Computer programming presents the average person with all the problems of a major film production combined with all the problems of launching a small spacecraft. It is equal parts inspiration and mathematics, and often requires far more time and money than even the most well-prepared manager can predict. Many projects reach a point where they are too far along to cancel, but not far enough along to hand over to a maintenance team. This is when a second developer can be brought in to complete work. How do you find that developer?
It goes without saying you will be asking many questions of your candidates for a development position, but what you should be looking for are those people who ask as many questions as they answer. If they are engaged with the project, they will want to know everything there is to know about it as early as possible. This is always a good sign, because it means that candidate is already forming foundations for a solution to your problem.
This is particularly good if the candidate is asking questions you don’t know the answers to.

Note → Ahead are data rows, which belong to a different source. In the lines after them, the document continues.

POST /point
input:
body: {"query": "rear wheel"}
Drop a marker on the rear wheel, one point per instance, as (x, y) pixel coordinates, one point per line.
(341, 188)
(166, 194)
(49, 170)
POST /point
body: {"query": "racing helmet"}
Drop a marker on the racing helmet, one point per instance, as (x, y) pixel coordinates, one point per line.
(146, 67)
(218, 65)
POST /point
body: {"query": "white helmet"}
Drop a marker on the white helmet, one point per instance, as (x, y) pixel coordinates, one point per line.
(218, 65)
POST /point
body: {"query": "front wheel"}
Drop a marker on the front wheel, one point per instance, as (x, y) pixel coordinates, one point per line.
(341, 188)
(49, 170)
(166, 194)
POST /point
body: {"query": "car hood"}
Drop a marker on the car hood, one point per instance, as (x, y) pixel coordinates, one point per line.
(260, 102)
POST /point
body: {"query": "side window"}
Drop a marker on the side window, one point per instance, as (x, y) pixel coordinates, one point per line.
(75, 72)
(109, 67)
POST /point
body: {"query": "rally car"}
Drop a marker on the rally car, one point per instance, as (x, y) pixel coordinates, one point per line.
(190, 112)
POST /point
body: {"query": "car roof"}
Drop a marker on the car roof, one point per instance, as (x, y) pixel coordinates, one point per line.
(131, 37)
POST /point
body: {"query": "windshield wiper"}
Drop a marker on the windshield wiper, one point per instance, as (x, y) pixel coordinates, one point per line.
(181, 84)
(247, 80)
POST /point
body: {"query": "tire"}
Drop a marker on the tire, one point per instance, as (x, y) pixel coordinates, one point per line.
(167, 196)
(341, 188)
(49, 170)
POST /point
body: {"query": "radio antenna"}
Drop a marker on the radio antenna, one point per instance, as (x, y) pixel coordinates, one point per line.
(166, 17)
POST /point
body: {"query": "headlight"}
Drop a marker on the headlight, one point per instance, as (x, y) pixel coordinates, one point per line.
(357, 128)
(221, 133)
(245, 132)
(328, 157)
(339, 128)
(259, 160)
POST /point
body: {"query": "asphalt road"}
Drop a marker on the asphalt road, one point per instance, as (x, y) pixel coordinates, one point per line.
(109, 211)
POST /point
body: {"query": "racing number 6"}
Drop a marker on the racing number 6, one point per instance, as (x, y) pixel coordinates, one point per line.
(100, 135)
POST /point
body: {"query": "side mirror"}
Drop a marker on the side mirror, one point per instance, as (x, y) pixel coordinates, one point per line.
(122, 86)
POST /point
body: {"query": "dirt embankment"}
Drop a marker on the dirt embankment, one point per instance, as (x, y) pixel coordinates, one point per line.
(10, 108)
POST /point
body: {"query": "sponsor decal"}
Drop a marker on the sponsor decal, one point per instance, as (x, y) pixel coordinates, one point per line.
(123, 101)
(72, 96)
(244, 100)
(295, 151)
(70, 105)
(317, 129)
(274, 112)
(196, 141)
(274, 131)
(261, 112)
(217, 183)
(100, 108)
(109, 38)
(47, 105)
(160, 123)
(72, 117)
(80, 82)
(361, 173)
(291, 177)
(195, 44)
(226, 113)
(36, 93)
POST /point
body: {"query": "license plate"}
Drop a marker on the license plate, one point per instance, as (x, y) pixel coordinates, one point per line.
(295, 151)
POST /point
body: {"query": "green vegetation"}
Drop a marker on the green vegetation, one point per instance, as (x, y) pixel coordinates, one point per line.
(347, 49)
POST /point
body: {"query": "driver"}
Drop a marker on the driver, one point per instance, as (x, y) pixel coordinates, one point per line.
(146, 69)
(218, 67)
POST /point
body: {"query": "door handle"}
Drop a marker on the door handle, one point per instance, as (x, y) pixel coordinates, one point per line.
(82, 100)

If your candidate developer wants to immediately start churning out code, be sure they aren’t avoiding the planning process. Any project, no matter how humble it might be, benefits from good planning even if all that is gained is a better understanding of how long it will take or how much it will cost.
Insist your developer explain both the problem and the solution in some kind of a development plan. This will satisfy a couple of your major concerns, even if you don’t know you have them. One, it will reassure you the developer understands exactly what it is you want and two, it will give you an objective description of the solution you can use to measure whether the developer has reached their goal.
You will also learn along the way, so when you’re next project rolls around you may be able to tackle it on your own. There are plenty of resources online to learn from as well, I highly recommend watching some TED talk for developers.
It is almost always a good idea to start out with a small piece of the larger project. Think of it as a tryout. You should apply all of the protocols and criteria to the smaller project you plan to apply to the larger one so you can evaluate the developer’s performance practically and specifically. If the smaller project is a success, then you will have not only a part of the project completed, but you will have a preview of what the larger project will entail.
Computer programming and software development are really not all that different from other kinds of production work. With proper planning and a competent, knowledgeable grasp of the project, your goal should be within easy reach.